Sunday, September 28, 2008

ms bai


bailee is already 9 months now and i just can't believe it. she is crawling, choking on food and laughing her head off. she is a joy - and it is so wonderful to watch her not only interact with justin and me, but her chase, brookie and bri as well.

she is her own self:
her eyes are blue & her hair is blonde

she does everything her own quiet way... although thanks to my mom (who she is pictured with) she screams. she has definitely found her voice. every day is a joy with bailee. she wakes up with a smile across her face and screaming "da da da da" ... i try to teach her "momma" or at least "ma" .. she refuses. she is her own self.
i look forward to watching her grow up - though it's going much too fast already ...

b & b
























banana & princessrella.

brooke longs to be cinderella and is going to be "princessrella" on Halloween. she can't wait. she is so soft, precious and pure ~ i just marvel at her intuition as a sister, daughter and friend.

brianna lights up a room. she is so sensitive and is always there to offer compassion and understanding. she sometimes is coy, but then when no one is looking she lets her guard down ~ i cherish these moments.

brooke and brianna are not only sisters, but best friends .. they fight with and for each other.

i am learning that the bond of twins is something that i will always marvel and long for from afar. there is a connection that is deep.
untouchable.


here is me and my little man ... mr. chase. he is a joy and every day he learns something new. i strive to be like that. teachable. he is such an example of what i hope to be like when i grow up.

he is so resiliant as well ... he forgives quickly and doesn't let the little things bother or get to him.

every time i am less than perfect, and i have to yet again apologize he says "i know mommy."

one day i hope to be like him.
this is the man that balances me out. well .. half of him.

another crazy day

I just wanted to post that it's been yet ANOTHER crazy week here in the Makin Home.
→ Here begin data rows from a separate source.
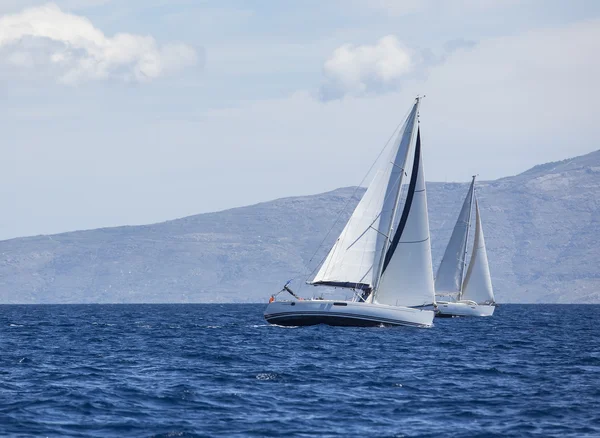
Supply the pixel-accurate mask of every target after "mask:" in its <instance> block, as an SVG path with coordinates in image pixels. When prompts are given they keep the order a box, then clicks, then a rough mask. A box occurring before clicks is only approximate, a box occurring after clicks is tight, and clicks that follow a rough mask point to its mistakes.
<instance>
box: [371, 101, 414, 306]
mask: <svg viewBox="0 0 600 438" xmlns="http://www.w3.org/2000/svg"><path fill="white" fill-rule="evenodd" d="M421 99H422V97H420V96H417V98H416V102H415V119H414V120H413V125H412V126H411V133H410V140H409V142H408V145H407V147H406V150H405V152H404V160H403V163H404V166H405V167H406V160H407V159H408V153H409V151H410V145H411V144H412V141H413V138H414V135H415V125H416V124H418V123H419V106H420V104H421ZM404 174H405V169H404V168H402V169H401V172H400V178H399V179H398V187H397V189H396V196H395V198H394V208H393V209H392V217H391V220H390V226H389V227H388V229H387V230H386V231H387V232H386V233H385V243H384V245H383V249H382V251H381V255H380V257H379V263H378V264H377V272H376V274H375V276H374V277H373V280H374V282H373V293H371V296H370V297H369V300H370V301H372V300H373V296H374V295H375V291H376V290H377V287H378V285H379V280H381V274H382V273H383V264H384V262H385V256H386V254H387V251H388V249H389V247H390V244H391V241H392V239H391V237H392V231H393V229H394V221H395V219H396V212H397V210H398V204H399V203H400V197H401V196H402V181H403V180H404Z"/></svg>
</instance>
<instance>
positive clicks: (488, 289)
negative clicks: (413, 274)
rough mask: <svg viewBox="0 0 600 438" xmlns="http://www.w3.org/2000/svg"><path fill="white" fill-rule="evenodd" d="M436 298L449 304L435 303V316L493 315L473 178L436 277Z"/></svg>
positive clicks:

You think that having my kids back in school would help me have time to get my life more in "order" ... not so. Good thing I have wonderful family and friends to help to remind me to continually stay balanced. I am so grateful for the gospel in my life and for the joy that it brings to me. I just thought I would drop a note and tell all that I LOVE THEM, and you know who you are.
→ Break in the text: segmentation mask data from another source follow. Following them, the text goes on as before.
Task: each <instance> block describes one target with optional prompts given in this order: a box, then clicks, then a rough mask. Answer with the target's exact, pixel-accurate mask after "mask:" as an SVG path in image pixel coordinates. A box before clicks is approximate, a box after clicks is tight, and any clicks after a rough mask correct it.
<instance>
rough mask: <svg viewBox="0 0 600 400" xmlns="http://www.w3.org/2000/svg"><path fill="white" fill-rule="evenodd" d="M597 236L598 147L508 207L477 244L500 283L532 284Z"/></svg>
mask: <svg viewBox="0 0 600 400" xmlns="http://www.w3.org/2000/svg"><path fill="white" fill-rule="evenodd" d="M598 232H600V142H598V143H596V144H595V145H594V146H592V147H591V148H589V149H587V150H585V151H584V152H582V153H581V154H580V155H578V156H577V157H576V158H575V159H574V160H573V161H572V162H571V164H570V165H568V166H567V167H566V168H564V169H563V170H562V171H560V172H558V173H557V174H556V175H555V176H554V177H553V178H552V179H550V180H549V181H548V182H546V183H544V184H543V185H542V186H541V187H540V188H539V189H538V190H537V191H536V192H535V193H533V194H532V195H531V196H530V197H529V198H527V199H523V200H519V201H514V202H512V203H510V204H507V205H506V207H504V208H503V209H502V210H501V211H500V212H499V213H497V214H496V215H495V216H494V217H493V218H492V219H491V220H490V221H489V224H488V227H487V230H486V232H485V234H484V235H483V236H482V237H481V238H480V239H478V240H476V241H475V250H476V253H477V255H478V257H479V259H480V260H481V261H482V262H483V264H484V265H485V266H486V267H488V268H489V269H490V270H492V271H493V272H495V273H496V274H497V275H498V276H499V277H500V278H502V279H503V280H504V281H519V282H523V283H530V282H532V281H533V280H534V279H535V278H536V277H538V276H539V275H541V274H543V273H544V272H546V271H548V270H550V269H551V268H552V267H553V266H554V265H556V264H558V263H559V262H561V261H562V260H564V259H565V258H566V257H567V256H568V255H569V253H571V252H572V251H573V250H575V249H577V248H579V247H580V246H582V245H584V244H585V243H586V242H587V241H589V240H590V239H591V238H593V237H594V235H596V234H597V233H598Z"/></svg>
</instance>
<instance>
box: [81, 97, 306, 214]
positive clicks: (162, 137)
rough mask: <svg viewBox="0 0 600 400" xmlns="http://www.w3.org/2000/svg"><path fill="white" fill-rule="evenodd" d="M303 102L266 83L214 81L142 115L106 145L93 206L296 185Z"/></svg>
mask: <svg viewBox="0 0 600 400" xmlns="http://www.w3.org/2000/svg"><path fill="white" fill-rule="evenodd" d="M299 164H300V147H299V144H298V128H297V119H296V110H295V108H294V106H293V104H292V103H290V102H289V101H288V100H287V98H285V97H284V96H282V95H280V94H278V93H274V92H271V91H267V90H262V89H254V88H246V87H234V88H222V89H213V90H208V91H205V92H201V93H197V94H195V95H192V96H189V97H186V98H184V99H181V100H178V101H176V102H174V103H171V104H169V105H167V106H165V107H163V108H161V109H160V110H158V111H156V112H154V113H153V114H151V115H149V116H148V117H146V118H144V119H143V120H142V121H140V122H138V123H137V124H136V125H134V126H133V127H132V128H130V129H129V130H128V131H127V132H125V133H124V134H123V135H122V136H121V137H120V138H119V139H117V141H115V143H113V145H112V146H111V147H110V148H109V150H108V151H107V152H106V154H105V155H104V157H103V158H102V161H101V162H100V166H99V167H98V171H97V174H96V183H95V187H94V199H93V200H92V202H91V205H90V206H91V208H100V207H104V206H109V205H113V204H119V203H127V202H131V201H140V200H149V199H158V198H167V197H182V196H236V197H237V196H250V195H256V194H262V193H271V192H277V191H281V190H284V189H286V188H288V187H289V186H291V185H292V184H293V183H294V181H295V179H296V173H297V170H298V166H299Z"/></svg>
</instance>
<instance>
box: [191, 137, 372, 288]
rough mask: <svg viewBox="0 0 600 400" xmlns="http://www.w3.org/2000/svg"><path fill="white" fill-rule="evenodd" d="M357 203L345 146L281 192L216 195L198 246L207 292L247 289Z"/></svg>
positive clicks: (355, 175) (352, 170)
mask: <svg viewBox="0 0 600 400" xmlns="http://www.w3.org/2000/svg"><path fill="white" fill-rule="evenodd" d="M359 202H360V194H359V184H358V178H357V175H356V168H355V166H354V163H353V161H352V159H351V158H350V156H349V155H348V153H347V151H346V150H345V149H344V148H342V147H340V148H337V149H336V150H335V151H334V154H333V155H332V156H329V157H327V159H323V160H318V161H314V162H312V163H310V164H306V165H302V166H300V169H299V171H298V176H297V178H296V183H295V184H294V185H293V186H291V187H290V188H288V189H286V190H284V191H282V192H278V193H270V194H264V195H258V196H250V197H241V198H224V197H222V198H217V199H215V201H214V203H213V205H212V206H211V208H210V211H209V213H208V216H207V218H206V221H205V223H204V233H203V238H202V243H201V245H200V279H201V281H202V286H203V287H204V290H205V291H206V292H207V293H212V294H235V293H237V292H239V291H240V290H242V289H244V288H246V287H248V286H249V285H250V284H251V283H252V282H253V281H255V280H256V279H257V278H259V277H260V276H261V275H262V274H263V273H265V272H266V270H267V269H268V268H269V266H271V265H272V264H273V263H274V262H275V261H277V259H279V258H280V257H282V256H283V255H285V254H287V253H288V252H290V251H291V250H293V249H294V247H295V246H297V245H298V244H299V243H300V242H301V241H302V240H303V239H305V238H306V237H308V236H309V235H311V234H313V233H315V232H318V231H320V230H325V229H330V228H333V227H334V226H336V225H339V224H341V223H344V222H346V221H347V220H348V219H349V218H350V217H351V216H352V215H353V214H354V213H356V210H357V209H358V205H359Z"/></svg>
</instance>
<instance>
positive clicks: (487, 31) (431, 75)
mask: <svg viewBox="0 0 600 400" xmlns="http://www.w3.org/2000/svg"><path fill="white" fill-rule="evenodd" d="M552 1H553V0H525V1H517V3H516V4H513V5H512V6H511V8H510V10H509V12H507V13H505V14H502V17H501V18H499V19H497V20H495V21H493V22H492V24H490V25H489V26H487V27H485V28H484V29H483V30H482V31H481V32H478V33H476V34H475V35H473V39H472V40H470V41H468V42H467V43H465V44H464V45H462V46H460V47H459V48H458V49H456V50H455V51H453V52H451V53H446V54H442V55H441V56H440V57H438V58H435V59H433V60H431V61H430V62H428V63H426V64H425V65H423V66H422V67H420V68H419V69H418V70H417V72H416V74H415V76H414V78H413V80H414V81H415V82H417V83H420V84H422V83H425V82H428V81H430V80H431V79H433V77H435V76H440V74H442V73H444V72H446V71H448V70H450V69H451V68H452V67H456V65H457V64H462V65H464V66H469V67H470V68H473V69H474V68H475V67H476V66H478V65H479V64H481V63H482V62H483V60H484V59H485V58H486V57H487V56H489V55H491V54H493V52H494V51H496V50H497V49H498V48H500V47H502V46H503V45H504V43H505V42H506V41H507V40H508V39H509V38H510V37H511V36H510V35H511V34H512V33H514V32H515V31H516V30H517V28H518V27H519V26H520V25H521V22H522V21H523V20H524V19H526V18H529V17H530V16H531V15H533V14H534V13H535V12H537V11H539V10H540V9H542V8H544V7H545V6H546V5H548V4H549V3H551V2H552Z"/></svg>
"You cannot spread the light of the gospel if you do not glow yourself"
-Pres Thomas S Monson

To all my glowing friends .. i love you

Friday, August 29, 2008

http://www.playlist.com/node/46378197

embarassing pic


this is the most recent pic of our family from our family reunion at the beach house .. it suits us:
i am looking else where, zoned out; justin is just happy to be there; bailee is sucking on her finger; chase is upset about something or other; brianna is smiling at the wrong camera; brooke refuses to smile...
us in a nutshell :)
this is my first post. it's intimidating, but people have been blogging since the dawning of time. most people that know me know about our family - justin. jen. chase. brooke. brianna. bailee. as my kids grow and start school, it's everything in me to not just become a puddle on the floor. but i seem to hold it together ~ at least i don't follow the bus. .. although i see the inticement. i think i spelled that wrong. and so it goes, my first blog.